Zero count - calculation not possible.

Hour 4 minutes per item: 2.22222

Hour 5

Zero count - calculation not possible.

Hour 6 minutes per item: 6

Hour 7

Zero count - calculation not possible.

How It Works

The code in the try block is executed in the normal sequence. The try block serves to define where an exception can be raised. You can see from the output that when an exception is thrown, the sequence of execution continues with the catch block and after the code in the catch block has been executed, execution continues with the next loop iteration. Of course, when no exception is thrown, the catch block is not executed. Both the try block and the catch block are regarded as a single unit by the compiler, so they both form the for loop block and the loop continues after an exception is thrown.

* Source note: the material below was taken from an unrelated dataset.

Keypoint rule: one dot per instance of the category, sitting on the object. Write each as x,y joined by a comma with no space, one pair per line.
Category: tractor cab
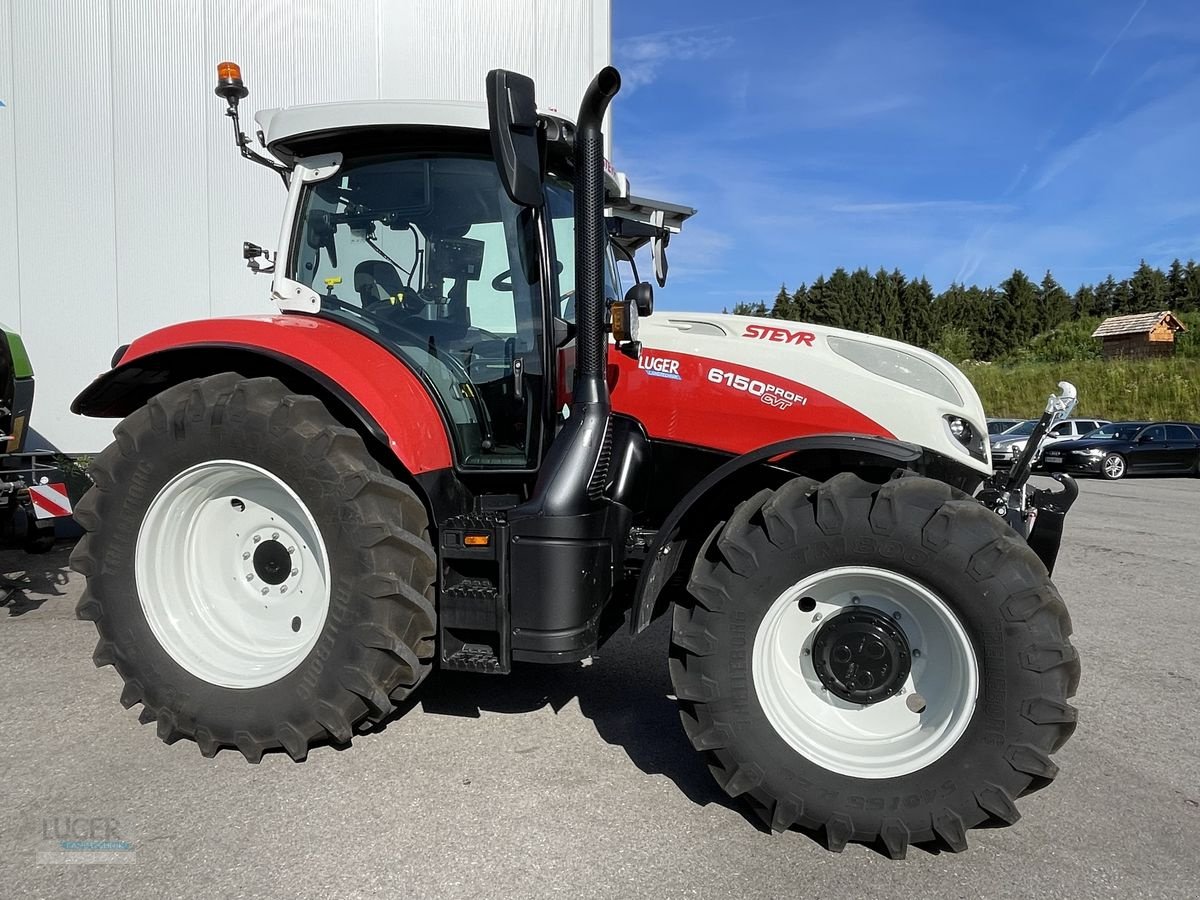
400,226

The division is carried out in the output statement that follows the if statement checking the divisor. When a throw statement is executed, control passes immediately to the first statement in the catch block, so the statement that performs the division is bypassed when an exception is thrown. After the statement in the catch block executes, the loop continues with the next iteration if there is one.

Throwing Exceptions

Exceptions can be thrown anywhere within a try block, and the operand of the throw statements determines a type for the exception — the exception thrown in the example is a string literal and therefore of type const char[]. The operand following the throw keyword can be any expression, and the type of the result of the expression determines the type of exception thrown.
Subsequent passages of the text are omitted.